Montag der 3.Osterwoche Joh 6,22-29

Jesus, der sagte: Wahrlich, wahrlich sage ich euch: Ihr sucht mich, nicht weil  ihr Zeichen  gesehen habt, sondern  weil ihr   von den  Broten  gegessen habt und gesättigt  worden  seid; er sei mit euch.
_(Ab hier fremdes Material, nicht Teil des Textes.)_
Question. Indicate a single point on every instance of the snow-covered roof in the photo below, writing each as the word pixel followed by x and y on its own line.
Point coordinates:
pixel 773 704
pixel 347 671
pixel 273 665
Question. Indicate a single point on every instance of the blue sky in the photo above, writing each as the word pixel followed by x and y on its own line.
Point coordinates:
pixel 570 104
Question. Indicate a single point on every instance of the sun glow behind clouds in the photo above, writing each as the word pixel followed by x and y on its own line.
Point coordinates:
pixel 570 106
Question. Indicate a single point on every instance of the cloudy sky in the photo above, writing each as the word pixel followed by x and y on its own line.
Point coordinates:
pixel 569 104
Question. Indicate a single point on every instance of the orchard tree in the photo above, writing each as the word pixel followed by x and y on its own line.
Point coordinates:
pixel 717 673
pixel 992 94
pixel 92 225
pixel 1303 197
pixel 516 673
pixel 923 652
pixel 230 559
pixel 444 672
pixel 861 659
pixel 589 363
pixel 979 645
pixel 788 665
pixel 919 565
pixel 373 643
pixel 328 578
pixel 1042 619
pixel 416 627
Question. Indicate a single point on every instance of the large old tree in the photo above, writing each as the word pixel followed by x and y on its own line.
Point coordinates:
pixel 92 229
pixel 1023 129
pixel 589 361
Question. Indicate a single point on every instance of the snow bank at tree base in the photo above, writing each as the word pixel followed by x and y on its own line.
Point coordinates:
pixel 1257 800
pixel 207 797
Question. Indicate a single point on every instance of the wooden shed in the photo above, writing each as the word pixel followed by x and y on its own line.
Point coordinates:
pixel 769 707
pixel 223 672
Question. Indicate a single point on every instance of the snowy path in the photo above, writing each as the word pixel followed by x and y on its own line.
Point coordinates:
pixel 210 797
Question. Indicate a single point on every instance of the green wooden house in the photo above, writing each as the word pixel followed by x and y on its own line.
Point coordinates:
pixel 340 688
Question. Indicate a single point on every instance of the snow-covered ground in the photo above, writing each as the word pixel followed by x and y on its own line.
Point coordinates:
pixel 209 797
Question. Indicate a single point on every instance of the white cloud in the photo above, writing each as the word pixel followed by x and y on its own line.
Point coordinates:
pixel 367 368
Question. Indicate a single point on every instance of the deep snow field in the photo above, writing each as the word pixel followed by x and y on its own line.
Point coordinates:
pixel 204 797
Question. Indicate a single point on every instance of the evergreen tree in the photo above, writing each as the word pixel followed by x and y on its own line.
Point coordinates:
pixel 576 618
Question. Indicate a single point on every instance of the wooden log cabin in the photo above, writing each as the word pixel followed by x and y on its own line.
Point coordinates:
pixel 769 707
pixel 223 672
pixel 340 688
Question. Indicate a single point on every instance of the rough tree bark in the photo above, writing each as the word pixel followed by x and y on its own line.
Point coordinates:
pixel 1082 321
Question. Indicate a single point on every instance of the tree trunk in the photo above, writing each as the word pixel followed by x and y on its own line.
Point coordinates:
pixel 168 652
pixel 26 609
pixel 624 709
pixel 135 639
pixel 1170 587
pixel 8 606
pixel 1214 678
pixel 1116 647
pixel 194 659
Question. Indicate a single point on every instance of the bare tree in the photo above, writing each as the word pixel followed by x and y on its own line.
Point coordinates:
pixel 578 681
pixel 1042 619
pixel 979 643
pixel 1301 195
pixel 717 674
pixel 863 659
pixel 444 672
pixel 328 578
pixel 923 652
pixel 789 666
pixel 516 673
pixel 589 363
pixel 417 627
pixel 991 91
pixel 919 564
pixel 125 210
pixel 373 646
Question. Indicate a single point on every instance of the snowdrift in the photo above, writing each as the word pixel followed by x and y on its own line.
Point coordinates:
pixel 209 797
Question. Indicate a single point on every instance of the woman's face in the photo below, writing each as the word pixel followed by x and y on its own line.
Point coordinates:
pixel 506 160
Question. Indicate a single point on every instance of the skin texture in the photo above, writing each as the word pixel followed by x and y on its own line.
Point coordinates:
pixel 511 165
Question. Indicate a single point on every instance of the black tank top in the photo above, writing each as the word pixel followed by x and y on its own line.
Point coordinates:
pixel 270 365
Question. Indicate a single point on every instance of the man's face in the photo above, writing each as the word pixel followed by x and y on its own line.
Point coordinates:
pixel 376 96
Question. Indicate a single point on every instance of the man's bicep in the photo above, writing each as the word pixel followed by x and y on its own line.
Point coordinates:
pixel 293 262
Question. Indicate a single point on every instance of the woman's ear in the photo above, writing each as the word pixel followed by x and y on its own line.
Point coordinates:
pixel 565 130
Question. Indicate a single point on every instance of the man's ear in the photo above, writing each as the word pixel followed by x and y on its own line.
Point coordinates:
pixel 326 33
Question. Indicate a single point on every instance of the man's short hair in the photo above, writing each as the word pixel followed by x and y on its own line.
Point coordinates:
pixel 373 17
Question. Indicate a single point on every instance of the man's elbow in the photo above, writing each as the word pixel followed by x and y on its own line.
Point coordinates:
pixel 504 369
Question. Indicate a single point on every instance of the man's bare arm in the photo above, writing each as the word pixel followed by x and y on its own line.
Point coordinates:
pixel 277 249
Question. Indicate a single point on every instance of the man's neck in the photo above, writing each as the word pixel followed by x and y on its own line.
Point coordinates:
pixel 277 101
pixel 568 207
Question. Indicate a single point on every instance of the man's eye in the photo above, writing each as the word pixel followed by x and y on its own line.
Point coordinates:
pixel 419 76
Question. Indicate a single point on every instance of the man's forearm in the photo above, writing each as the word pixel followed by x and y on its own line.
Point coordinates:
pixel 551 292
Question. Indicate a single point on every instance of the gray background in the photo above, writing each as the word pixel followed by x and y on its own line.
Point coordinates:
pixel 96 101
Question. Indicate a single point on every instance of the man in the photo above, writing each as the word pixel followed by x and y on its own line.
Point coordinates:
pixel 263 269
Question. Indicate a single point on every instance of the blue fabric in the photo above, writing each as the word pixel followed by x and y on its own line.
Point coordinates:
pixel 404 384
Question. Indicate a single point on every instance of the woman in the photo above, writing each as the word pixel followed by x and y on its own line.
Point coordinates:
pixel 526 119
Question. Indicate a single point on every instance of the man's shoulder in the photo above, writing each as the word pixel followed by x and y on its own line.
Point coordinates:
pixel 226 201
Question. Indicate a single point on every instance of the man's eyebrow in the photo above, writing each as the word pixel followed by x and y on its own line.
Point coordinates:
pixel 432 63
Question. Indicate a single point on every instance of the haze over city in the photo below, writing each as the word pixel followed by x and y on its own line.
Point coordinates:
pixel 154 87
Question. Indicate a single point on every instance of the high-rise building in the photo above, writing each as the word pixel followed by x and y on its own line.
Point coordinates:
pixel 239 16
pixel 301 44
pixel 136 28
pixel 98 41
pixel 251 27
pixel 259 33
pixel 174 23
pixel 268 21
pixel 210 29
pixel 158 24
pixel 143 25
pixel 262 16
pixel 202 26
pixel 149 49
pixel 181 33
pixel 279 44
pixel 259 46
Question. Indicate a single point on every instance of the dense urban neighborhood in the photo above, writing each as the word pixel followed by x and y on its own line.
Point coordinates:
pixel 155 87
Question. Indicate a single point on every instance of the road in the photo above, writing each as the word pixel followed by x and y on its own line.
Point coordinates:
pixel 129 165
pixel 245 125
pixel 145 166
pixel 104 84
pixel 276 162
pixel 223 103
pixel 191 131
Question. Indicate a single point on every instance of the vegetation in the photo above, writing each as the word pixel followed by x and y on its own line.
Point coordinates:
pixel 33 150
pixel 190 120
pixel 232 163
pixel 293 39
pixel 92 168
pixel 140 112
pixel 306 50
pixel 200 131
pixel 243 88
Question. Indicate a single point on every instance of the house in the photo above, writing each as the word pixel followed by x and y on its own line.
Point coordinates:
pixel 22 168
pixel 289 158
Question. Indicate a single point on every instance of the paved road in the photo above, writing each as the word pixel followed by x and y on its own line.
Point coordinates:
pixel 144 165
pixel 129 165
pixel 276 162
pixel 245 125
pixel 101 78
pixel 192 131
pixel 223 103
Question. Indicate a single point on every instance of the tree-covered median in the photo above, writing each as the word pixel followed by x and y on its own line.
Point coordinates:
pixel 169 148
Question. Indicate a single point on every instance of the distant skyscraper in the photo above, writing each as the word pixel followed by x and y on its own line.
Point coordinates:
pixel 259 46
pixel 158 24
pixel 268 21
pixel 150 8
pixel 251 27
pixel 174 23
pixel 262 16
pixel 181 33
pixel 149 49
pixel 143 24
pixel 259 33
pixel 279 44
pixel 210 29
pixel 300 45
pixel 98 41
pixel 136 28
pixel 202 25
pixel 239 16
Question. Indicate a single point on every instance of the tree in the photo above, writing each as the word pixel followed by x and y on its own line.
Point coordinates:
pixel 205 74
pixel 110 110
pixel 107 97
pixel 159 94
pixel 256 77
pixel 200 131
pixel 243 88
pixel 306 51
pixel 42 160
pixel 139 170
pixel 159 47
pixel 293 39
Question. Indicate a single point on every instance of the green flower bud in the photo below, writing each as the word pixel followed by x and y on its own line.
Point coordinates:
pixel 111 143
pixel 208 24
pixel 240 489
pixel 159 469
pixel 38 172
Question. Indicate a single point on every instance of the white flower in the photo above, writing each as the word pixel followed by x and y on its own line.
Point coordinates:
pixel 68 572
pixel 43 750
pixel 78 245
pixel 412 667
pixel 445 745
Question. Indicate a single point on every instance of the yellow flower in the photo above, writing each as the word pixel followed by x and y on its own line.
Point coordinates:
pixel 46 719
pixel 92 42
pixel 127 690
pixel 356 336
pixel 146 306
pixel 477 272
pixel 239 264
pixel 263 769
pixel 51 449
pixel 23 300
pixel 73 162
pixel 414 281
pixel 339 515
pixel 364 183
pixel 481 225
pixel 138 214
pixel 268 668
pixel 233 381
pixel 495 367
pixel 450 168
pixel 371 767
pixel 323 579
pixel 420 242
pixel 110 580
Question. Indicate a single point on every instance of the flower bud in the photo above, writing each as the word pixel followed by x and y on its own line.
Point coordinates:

 Am  nächsten Tag sah  man auf  der anderen Seite des Sees eine Menschenmenge, sodass nur  ein Boot übrig blieb. Und  sie erfahren, dass  Jesus  das Schiff  nicht betrat, sondern allein  segelte. Dann kamen  die anderen  Boote von  Tiberias, wo  sie das Brot  gegessen hatten, das Jesus vermehrte. dass weder  Jesus noch seine Jünger da waren. Die Leute betraten  die Boote und kamen  nach  Kapernaum, um Jesus zu suchen.

Jesus, du hast dich  vor deinen Jüngern  offenbart   und  ihren  Glauben gefestigt. Herr,  erbarme  dich unser.

Du hast die  ersten  Gemeinden  deiner  Kirche  zum  Zeugnis   deiner  Liebe  gemacht. Christus, erbarme  dich  unser. 

Du  schenkst  uns  die  Hoffnung auf unsere Auferstehung.  Herr,  erbarme dich  unser.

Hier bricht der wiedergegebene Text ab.